Sunday, April 15, 2012

Honey I Blew Up the Kid

Year 4, Day 106 - 4/15/12 - Movie #1,105

BEFORE: OK, taxes done.  Not filed, but calculated, and that's the toughest part.  We just have to plug the numbers into the forms on the computer tomorrow and hit "print".  On with the countdown...

I did see "Honey, I Shrunk the Kids" back in the day, but this is also sort of the answer film to last night's offering.  If Mad Science can shrink a housewife, it can also turn a baby into a giant.  A word of warning, though - if you're looking for this film on the interweb, it's very easy to stumble upon its similarly-titled porn parody instead.

Linking from "The Incredible Shrinking Woman", Lily Tomlin was in "All of Me" with Steve Martin, who was in "My Blue Heaven" with Rick Moranis.


THE PLOT:  Disaster strikes the Szalinski family when an experiment causes their new toddler son to grow many stories tall.

AFTER: The key question for me is, how much did special effects improve in the 11 years since Hollywood produced "The Incredible Shrinking Woman"?  The answer is - somewhat.  I think there were still scenes where they put a small child in a tiny room with scaled-down furniture to make him appear 7 feet tall, and other times where the kid was seen from behind and could have been a large man in a curly wig trying to walk like a baby.  And clearly anytime the giant baby's feet were seen without moving, they were probably large phony feet.  But for a lot of the shots, I think they used green-screen, with mixed results.  Often characters in the same scene were lit very differently, and some of the sight-lines were way off.

Of course, it can be unpredictable making a movie with kids, and some of the conversations between Moranis' character and his toddler son seem improvised - or more accurately, Moranis picking up on whatever the kid wanted to talk about.  Which is fine, the dialogue here wasn't exactly Shakespearean.

The MacGuffin here is the ubiquitous "magic ray" device, which is slightly more of a movie trope than a time machine or a bomb that removes people's clothing (trust me, kids, the 80's were a weird decade). And as with any magic, er, sorry, science-based device, there's always some kind of corporation or evil business-person trying to control the technology.  In last night's film, it was John Glover, who played Lionel Luthor on "Smallville", and tonight it was John Shea, who played Lex Luthor on "Lois & Clark".  Sure, it's typecasting, but those guys probably got a lot of work from it over the years.
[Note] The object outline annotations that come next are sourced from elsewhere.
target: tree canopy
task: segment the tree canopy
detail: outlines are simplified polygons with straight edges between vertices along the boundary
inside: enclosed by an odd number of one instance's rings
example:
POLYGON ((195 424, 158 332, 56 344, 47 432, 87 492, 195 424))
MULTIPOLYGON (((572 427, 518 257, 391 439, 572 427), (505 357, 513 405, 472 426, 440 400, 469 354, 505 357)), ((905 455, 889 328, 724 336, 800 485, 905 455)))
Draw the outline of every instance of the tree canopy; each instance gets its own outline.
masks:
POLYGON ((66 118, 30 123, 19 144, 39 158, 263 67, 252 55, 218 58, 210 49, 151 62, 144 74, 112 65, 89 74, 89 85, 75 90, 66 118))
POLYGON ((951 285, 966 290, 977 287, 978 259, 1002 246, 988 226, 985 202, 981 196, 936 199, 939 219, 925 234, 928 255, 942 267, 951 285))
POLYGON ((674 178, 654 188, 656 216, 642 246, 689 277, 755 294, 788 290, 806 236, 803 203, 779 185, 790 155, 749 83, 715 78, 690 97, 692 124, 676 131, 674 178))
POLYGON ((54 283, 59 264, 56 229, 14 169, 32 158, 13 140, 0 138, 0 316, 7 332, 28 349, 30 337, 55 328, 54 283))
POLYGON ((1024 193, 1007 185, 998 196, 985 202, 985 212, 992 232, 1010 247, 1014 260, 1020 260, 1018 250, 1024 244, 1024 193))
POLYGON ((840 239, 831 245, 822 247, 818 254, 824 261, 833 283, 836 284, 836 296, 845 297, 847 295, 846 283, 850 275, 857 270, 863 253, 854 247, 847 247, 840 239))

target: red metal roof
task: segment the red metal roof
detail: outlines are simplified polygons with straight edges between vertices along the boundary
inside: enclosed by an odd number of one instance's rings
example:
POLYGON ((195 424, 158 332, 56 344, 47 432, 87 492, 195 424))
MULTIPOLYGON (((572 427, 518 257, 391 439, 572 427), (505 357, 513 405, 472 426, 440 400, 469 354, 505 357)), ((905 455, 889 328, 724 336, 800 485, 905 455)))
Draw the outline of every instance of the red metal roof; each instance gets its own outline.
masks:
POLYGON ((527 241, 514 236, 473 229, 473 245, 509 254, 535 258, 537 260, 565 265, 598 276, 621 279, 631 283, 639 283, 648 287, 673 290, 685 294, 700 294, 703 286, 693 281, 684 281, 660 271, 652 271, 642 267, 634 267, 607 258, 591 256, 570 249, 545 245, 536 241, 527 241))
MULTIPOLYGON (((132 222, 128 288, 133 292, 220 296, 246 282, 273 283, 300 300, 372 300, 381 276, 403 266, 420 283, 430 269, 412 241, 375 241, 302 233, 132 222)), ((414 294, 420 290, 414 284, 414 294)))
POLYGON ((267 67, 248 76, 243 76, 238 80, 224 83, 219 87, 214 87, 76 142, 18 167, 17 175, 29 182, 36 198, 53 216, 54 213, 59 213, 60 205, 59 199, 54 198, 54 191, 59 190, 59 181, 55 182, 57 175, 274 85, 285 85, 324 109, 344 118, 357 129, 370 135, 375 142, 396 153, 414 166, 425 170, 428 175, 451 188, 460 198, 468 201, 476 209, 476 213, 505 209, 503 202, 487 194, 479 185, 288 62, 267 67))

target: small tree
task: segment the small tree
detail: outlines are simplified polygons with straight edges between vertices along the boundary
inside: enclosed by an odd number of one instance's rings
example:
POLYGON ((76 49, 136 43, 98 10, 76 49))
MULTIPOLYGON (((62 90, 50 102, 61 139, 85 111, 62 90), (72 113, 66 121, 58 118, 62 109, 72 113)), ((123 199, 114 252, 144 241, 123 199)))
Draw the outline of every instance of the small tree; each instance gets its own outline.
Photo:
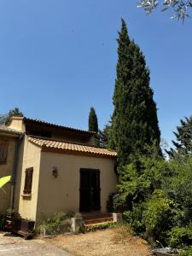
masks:
POLYGON ((5 120, 6 125, 9 125, 10 124, 12 116, 23 116, 23 113, 20 111, 19 108, 15 108, 14 109, 10 109, 8 113, 7 119, 5 120))
POLYGON ((140 0, 137 7, 144 9, 147 14, 150 14, 155 9, 160 3, 162 3, 163 11, 172 9, 174 11, 172 18, 184 20, 185 17, 189 17, 188 15, 189 8, 192 7, 192 0, 140 0))
POLYGON ((99 130, 99 144, 101 147, 108 148, 111 125, 106 125, 102 130, 99 130))
POLYGON ((137 151, 144 154, 145 145, 156 143, 160 148, 160 132, 154 92, 149 86, 149 70, 138 45, 130 40, 124 20, 117 41, 114 110, 109 143, 110 148, 118 152, 119 166, 123 166, 130 162, 131 154, 137 151))
POLYGON ((90 108, 89 114, 89 131, 98 132, 98 120, 96 113, 96 110, 93 107, 90 108))
POLYGON ((0 114, 0 125, 9 125, 12 116, 23 116, 23 113, 19 108, 10 109, 8 113, 0 114))

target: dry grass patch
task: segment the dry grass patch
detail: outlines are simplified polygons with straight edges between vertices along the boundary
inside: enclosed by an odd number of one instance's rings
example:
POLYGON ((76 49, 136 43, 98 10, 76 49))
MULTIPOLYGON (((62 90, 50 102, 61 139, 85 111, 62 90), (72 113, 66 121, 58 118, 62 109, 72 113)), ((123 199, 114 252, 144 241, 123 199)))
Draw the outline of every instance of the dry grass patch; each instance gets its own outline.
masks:
POLYGON ((119 226, 79 235, 58 236, 49 242, 74 256, 151 256, 147 242, 119 226))

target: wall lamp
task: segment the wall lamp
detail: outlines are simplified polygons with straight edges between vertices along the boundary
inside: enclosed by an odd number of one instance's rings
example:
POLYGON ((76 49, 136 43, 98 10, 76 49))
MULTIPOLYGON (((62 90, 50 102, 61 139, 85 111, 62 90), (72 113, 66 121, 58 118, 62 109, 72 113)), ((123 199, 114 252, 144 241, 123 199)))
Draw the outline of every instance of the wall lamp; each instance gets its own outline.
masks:
POLYGON ((53 166, 52 169, 52 175, 54 177, 58 177, 58 170, 55 166, 53 166))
But, what's the overall message here?   You could say that the kids in "Honey, I Shrunk the Kids" were so desperate to get their parents' attention that they felt ignored, almost invisible.  And last night's film could be seen as a commentary on the marginalized, almost shrunken role of the 1970's American housewife.  But with a giant baby?  Are kids that hard to take care of, that it feels like they take up gigantic parts of a parent's life?  That's a stretch - maybe I'm overthinking it, and sometimes a giant baby is just a giant baby.

NITPICK POINT: It's tough to explain how the kid's clothing grew with him.  Yeah, he was wearing it when he got hit with the ray-beam, but then he drew more power from the microwave and the TV.  Somehow the kid's brain knew to direct that power at increasing the dimensions of his clothes?  I mean, I don't want to see a giant naked baby either, but how does the science work here?

NITPICK POINT #2: I don't care what else is going on in your life, even if your baby brother has been turned into a giant, there are no circumstances where it's OK to tie up and gag a teenage girl.  Not cool.

Also starring Marcia Strassman, Robert Oliveri, Keri Russell (last seen in "Mission: Impossible III"), Lloyd Bridges (last seen in "Joe Versus the Volcano"), with a cameo from Julia Sweeney.